Having a particularly difficult day, mainly due to hormones. OK, hormones and a realization: That despite my recent exciting advances in shedding my old thought patterns and habits (or, actually, BECAUSE of them), I discovered today just how deeply my self-loathing goes. I've written about it, talked it over, thought about it endlessly, but today it hit me on a visceral level. I saw it very clearly. And it's making me so, so sad.
Because there really is no logical reason. I'm a good person. I think my life experiences have made me more empathetic, more patient, and kinder. But I learned, from a young age, that I was less than. And that I would NEVER measure up.
I know I'm repeating myself here. But it keeps coming up. I get SO angry about it, but I also know that the people who taught this to me felt the same way about themselves, and they truly did the best they could. It's NO ONE'S FAULT!
But MAN, it sucks!
And I'm tired. I feel like I've been fighting almost my entire life. Fighting to get out of bed every morning and get through the day, fighting to change myself, fighting to hold onto friendships and relationships that, at the time, maybe I should have let go of. Fighting for my kids. And now fighting to end this hatred.

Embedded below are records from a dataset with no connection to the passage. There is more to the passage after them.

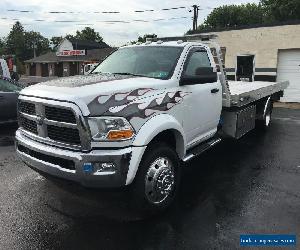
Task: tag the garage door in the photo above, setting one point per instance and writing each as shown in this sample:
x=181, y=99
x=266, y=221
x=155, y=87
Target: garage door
x=289, y=69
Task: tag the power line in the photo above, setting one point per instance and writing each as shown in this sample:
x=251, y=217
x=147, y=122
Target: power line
x=104, y=12
x=97, y=12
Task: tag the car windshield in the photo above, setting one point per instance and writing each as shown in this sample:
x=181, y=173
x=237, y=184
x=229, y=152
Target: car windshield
x=9, y=85
x=153, y=61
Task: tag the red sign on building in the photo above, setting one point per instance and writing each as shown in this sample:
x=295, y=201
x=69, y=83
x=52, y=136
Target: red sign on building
x=71, y=53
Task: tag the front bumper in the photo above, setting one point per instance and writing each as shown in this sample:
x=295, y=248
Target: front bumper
x=68, y=164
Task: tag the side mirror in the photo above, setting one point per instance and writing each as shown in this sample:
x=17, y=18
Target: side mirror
x=202, y=75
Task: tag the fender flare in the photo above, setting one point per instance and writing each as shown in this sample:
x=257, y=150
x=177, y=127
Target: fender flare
x=145, y=135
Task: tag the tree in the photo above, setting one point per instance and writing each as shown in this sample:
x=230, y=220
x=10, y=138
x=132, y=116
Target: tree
x=142, y=39
x=233, y=16
x=88, y=34
x=32, y=38
x=281, y=10
x=15, y=40
x=266, y=12
x=2, y=46
x=21, y=43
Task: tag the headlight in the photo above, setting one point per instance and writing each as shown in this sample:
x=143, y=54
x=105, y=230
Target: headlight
x=110, y=128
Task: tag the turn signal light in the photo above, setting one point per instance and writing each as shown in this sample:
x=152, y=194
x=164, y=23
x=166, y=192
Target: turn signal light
x=120, y=134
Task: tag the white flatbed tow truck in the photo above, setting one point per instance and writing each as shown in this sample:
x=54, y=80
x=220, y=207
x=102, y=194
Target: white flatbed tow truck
x=139, y=114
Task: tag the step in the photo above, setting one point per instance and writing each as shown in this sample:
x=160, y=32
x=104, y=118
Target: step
x=199, y=149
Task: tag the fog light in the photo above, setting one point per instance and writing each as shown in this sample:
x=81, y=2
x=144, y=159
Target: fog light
x=104, y=168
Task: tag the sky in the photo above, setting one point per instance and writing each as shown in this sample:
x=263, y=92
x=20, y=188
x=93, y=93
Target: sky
x=90, y=13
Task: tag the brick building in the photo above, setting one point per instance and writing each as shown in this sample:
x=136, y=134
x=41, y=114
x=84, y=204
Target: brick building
x=70, y=58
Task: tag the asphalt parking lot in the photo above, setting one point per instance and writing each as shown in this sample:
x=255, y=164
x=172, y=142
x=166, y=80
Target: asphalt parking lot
x=238, y=187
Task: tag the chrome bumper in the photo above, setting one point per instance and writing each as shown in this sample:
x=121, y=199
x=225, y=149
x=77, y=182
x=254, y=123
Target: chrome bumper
x=68, y=164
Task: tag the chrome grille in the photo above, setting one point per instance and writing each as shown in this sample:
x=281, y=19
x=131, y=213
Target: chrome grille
x=55, y=124
x=28, y=125
x=63, y=134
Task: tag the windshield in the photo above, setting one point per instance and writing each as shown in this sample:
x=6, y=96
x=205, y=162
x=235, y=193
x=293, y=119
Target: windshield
x=155, y=62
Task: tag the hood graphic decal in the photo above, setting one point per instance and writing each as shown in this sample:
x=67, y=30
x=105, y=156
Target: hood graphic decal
x=103, y=102
x=126, y=105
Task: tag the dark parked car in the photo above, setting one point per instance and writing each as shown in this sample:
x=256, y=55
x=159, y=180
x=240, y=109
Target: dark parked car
x=9, y=91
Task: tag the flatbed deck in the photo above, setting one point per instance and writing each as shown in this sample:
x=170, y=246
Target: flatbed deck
x=243, y=93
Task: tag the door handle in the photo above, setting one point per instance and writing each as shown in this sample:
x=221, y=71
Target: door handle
x=214, y=91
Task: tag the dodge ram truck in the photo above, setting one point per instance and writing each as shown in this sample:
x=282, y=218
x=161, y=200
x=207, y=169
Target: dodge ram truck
x=141, y=113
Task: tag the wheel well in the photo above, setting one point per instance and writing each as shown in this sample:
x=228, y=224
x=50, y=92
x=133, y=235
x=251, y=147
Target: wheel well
x=173, y=138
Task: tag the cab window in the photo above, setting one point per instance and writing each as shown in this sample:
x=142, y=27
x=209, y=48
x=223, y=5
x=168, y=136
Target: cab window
x=9, y=86
x=199, y=59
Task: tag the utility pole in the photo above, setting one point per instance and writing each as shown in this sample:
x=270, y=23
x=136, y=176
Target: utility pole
x=34, y=49
x=195, y=17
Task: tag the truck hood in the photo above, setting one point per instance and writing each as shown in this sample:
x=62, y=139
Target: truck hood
x=101, y=93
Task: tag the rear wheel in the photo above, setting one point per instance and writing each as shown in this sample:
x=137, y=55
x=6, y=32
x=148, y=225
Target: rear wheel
x=157, y=179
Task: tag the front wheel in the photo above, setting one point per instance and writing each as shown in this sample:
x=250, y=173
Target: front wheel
x=157, y=179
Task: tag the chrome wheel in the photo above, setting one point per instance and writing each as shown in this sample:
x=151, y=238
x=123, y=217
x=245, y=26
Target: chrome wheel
x=160, y=180
x=268, y=119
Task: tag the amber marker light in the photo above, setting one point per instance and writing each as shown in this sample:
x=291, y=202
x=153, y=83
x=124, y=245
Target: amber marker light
x=120, y=134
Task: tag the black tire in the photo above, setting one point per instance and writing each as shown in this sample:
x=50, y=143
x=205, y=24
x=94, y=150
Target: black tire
x=142, y=186
x=265, y=123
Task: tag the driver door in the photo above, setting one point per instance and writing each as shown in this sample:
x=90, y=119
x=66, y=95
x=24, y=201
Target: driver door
x=8, y=100
x=204, y=102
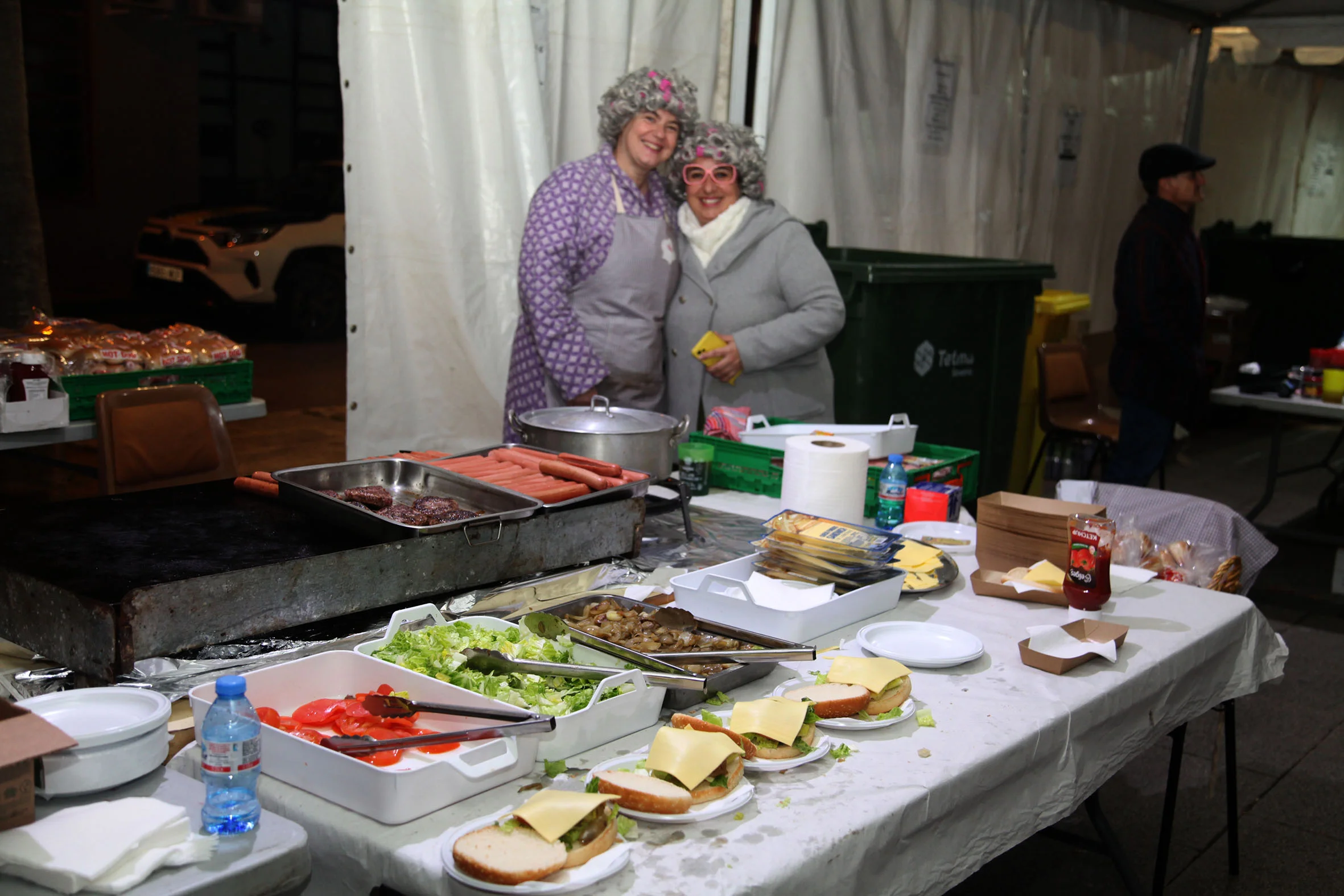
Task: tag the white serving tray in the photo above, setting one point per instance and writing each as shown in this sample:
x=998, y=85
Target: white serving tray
x=420, y=783
x=599, y=723
x=897, y=437
x=703, y=593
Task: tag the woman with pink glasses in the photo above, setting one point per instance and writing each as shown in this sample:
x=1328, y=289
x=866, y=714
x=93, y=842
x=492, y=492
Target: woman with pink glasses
x=752, y=274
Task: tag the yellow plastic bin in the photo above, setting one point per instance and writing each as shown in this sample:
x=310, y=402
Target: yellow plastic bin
x=1050, y=325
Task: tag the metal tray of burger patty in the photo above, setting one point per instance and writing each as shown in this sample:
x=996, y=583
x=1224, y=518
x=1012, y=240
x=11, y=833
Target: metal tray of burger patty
x=636, y=489
x=734, y=676
x=406, y=480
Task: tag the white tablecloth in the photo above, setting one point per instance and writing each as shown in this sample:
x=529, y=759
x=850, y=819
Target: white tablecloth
x=1015, y=750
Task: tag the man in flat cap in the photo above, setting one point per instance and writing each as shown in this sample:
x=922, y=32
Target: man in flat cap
x=1157, y=365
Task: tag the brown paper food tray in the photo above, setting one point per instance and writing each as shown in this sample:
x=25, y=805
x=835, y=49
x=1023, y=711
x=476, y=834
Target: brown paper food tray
x=987, y=582
x=1094, y=630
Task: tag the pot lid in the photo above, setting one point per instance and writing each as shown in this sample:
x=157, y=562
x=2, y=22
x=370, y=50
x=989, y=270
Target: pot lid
x=599, y=417
x=97, y=716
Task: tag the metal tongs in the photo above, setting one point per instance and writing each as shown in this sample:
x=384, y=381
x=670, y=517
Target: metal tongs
x=387, y=707
x=496, y=663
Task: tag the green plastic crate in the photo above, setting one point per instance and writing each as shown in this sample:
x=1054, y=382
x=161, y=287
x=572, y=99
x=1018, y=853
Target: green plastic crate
x=760, y=470
x=230, y=383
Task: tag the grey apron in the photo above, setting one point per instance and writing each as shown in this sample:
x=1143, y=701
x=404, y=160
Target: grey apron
x=622, y=307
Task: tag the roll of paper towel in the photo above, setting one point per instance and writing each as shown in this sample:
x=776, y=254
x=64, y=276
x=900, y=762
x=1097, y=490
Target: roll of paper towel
x=826, y=476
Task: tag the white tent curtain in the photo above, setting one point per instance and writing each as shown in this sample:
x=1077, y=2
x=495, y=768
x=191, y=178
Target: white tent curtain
x=455, y=113
x=862, y=138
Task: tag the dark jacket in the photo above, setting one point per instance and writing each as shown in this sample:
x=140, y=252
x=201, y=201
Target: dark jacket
x=1160, y=288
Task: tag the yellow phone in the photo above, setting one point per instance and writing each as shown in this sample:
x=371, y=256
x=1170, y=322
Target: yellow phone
x=707, y=343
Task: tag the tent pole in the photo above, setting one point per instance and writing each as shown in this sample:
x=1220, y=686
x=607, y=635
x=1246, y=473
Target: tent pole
x=1195, y=105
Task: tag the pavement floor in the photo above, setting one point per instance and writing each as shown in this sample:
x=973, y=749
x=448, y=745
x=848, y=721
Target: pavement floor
x=1289, y=737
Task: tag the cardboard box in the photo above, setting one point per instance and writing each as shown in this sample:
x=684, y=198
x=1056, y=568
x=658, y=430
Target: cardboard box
x=1018, y=531
x=1031, y=516
x=1093, y=630
x=24, y=737
x=990, y=583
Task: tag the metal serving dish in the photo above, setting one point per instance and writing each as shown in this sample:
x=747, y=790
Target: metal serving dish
x=629, y=491
x=406, y=480
x=728, y=679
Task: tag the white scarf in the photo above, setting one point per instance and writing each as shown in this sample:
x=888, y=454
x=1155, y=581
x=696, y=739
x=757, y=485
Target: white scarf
x=706, y=240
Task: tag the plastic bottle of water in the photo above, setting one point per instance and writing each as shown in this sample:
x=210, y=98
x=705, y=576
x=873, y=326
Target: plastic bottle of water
x=230, y=761
x=892, y=493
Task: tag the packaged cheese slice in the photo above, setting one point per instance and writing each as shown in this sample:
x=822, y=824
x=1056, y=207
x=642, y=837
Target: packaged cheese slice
x=690, y=755
x=774, y=718
x=874, y=674
x=553, y=812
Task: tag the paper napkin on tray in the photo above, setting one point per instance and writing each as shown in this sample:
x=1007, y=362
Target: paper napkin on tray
x=102, y=848
x=1054, y=641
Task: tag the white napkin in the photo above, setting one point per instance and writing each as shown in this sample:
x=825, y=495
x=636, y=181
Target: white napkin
x=104, y=847
x=1054, y=641
x=778, y=594
x=1126, y=578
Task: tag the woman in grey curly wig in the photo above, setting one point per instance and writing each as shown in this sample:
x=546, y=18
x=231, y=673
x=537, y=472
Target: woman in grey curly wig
x=599, y=259
x=753, y=287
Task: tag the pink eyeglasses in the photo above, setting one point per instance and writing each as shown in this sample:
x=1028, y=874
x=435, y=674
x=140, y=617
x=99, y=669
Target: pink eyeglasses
x=721, y=174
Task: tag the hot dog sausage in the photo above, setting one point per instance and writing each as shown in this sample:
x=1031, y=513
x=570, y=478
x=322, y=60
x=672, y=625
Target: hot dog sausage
x=573, y=473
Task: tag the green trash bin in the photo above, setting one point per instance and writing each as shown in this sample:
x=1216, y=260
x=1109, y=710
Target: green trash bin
x=938, y=337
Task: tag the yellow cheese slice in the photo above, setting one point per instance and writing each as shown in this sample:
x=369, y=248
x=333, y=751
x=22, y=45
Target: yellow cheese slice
x=690, y=755
x=918, y=582
x=553, y=812
x=1046, y=573
x=873, y=674
x=916, y=554
x=776, y=718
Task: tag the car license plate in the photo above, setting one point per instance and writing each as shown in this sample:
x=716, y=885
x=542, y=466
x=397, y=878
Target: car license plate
x=166, y=272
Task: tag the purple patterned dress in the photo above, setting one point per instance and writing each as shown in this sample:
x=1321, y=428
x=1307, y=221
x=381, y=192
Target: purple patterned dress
x=566, y=241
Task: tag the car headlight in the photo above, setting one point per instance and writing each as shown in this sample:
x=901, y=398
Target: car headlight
x=230, y=238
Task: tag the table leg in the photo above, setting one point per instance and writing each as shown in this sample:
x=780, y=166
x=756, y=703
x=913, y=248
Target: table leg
x=1112, y=844
x=1234, y=860
x=1164, y=836
x=1276, y=437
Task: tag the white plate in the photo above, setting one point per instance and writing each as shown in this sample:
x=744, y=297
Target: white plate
x=926, y=530
x=164, y=272
x=850, y=723
x=97, y=716
x=562, y=882
x=921, y=644
x=740, y=797
x=821, y=749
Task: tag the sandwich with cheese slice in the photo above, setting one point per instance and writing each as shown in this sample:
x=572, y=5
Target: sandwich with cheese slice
x=685, y=767
x=866, y=688
x=553, y=831
x=776, y=729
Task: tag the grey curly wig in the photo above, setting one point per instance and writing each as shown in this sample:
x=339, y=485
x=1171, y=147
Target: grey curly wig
x=721, y=142
x=645, y=89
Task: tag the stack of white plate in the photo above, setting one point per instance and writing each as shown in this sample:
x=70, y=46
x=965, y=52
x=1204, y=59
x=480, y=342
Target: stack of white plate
x=123, y=734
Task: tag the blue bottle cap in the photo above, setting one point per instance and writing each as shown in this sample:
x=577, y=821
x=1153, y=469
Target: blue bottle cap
x=230, y=687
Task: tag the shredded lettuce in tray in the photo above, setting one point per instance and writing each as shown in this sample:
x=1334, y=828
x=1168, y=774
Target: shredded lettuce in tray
x=437, y=651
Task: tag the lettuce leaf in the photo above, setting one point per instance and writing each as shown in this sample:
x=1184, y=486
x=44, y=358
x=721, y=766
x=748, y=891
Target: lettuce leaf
x=437, y=651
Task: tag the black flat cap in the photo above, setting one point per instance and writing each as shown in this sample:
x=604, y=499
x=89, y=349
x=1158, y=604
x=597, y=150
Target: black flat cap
x=1166, y=160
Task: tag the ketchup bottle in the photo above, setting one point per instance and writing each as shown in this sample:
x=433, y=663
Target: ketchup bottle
x=27, y=378
x=1088, y=581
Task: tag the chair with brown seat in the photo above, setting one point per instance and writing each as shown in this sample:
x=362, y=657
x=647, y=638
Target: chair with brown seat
x=152, y=438
x=1069, y=404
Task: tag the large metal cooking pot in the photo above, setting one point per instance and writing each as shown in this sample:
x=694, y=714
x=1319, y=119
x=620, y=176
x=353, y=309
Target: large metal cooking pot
x=639, y=440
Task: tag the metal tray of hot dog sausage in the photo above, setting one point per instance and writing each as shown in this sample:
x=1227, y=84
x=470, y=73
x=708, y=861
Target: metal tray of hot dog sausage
x=629, y=491
x=728, y=679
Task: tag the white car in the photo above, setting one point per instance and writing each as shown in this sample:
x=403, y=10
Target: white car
x=291, y=254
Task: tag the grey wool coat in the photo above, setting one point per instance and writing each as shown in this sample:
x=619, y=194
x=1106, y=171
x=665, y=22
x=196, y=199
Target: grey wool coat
x=772, y=291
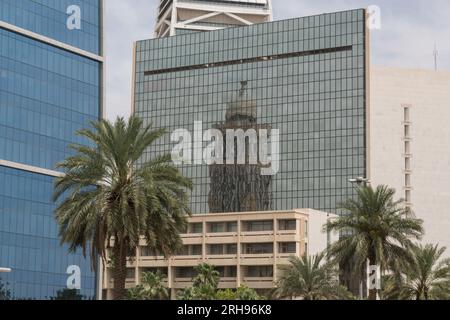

Sometimes I look at people who seem (operative word, that) to have it easy, and I get so jealous. It feels like they're handed everything they want while I've fought tooth and nail for every crumb. Again, "seem" is the key.
I wish I were braver, I wish I'd misbehaved more when I was younger, acted out more, lashed our more often, and hadn't been such a "good girl." I wish I'd explored more. Tried on different personas. Attempted more, and fallen on my face before soaring. To prove to myself that failure IS ALWAYS AN OPTION!!!!!!! I wish I'd trusted myself and listened to my instincts. I wish I'd known how smart, funny, capable and beautiful I was.
And I don't want to go the rest of my life without ALL of that.
So, I won't.
Just gotta figure out the logistics.